Dalla metà degli anni 2010, Burg ha espresso il proprio sostegno a strutture politiche congiunte ebraico-arabe. Nel 2015 ha manifestato il proprio sostegno a Hadash e nel 2022 ha fondato un nuovo partito che, alla fine, non si è presentato alle elezioni della Knesset. A giugno, in un articolo pubblicato sul sito web in ebraico di Haaretz, ha espresso il proprio sostegno a “A Place for Us All”, definendolo “l’alternativa più importante nata qui da molti anni”.

Il partito è stato lanciato a giugno dagli attivisti Rula Daood e Alon-Lee Green, leader del movimento di base per la pace e la solidarietà «Standing Together». Daood e Green lo definiscono una «vera partnership ebraico-araba» che si rivolge a entrambe le popolazioni. L’attrice israeliana naturalizzata americana Natalie Portman ha espresso il proprio sostegno al partito il mese scorso”.

Così Khoury. 

Chi scrive, nella quasi quarantennale frequentazione di Israele e della Palestina, ha avuto modo di conoscere e intervistare più volte Avraham Burg. Una persona di straordinario spessore culturale, di grande onestà intellettuale, che ha saputo rompere vecchi steccati identitari, che ha sempre anteposto il suo essere “israeliano” a quello di essere ebreo. Tant’è che si è battuto per una modifica di un immenso valore simbolico: scrivere sul passaporto “israeliano” e non ebreo o arabo…

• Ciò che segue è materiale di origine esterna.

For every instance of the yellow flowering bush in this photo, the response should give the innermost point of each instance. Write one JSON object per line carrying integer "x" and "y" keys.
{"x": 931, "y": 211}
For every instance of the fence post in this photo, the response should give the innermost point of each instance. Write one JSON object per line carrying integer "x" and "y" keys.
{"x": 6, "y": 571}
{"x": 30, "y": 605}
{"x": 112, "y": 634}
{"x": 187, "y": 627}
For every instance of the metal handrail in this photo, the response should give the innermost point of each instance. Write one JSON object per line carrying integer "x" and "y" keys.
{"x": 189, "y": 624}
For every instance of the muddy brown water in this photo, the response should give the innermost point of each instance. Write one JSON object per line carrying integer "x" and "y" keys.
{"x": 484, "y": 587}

Una battaglia che, per Burg, ha importanti conseguenze politiche: lavorare per e in un partito dove si vive e si coopera come israeliani, e non come ebrei o arabi. Un partito che prefigura una visione dello Stato, come Stato israeliano e non come Stato ebraico. Non è una differenza semantica, ma sostanziale. Uno Stato multietnico e multiculturale, che non si definisce sulla base di una identità condivisa e non divisiva. 

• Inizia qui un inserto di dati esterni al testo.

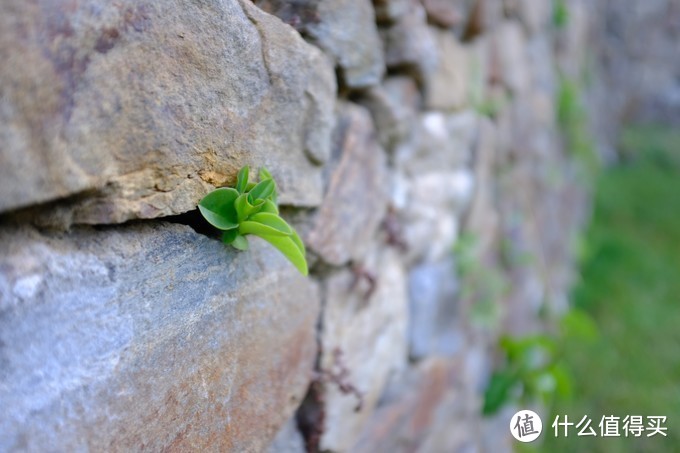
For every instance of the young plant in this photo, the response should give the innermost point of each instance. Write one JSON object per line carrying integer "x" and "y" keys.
{"x": 251, "y": 208}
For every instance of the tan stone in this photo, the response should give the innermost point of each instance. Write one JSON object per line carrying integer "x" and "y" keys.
{"x": 367, "y": 325}
{"x": 446, "y": 87}
{"x": 142, "y": 109}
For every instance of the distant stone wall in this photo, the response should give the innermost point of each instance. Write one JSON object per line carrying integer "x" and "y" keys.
{"x": 637, "y": 77}
{"x": 393, "y": 128}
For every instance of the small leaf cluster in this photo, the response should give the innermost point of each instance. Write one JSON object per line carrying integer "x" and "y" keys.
{"x": 252, "y": 208}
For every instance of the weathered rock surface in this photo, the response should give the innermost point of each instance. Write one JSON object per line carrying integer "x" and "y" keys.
{"x": 356, "y": 198}
{"x": 288, "y": 440}
{"x": 410, "y": 43}
{"x": 448, "y": 13}
{"x": 344, "y": 29}
{"x": 149, "y": 337}
{"x": 394, "y": 106}
{"x": 446, "y": 87}
{"x": 142, "y": 109}
{"x": 364, "y": 334}
{"x": 433, "y": 310}
{"x": 438, "y": 142}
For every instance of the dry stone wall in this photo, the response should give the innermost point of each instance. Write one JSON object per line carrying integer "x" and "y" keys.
{"x": 396, "y": 130}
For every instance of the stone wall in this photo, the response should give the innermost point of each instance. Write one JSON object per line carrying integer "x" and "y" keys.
{"x": 395, "y": 130}
{"x": 638, "y": 63}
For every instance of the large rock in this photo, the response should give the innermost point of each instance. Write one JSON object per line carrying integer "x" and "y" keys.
{"x": 410, "y": 44}
{"x": 509, "y": 57}
{"x": 149, "y": 337}
{"x": 434, "y": 329}
{"x": 394, "y": 107}
{"x": 356, "y": 199}
{"x": 431, "y": 408}
{"x": 142, "y": 109}
{"x": 446, "y": 87}
{"x": 344, "y": 29}
{"x": 363, "y": 342}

Avraham Burg impersona questa sfida. Una sfida metapolitica, che interviene su questioni che vanno ben aldilà delle tradizionali divisioni destra-centro-sinistra e interroga la natura stessa dello Stato, l’identità nazionale, la psicologia di massa. Burg va controcorrente e, con la sua scelta, dice alla sua gente che i partiti vanno pensati, costruiti, rifondati sulla base dei loro progetti, della loro agenda politica, di ciò che pensano e propongono sulla pace e la guerra; sulla brutale colonizzazione della Cisgiordania; sulla lotta alle povertà e alle crescenti diseguaglianze sociali; sul rispetto delle libertà individuali e collettive nella sfera della sessualità. Su questo e altro e non sull’essere “ebrei”.

Una svolta, questa sì, davvero epocale. Che impone scelte coerenti, che fanno i conti, anche dolorosi, con la propria storia personale e familiare. Avraham Burg l’ha fatto, Onore a lui.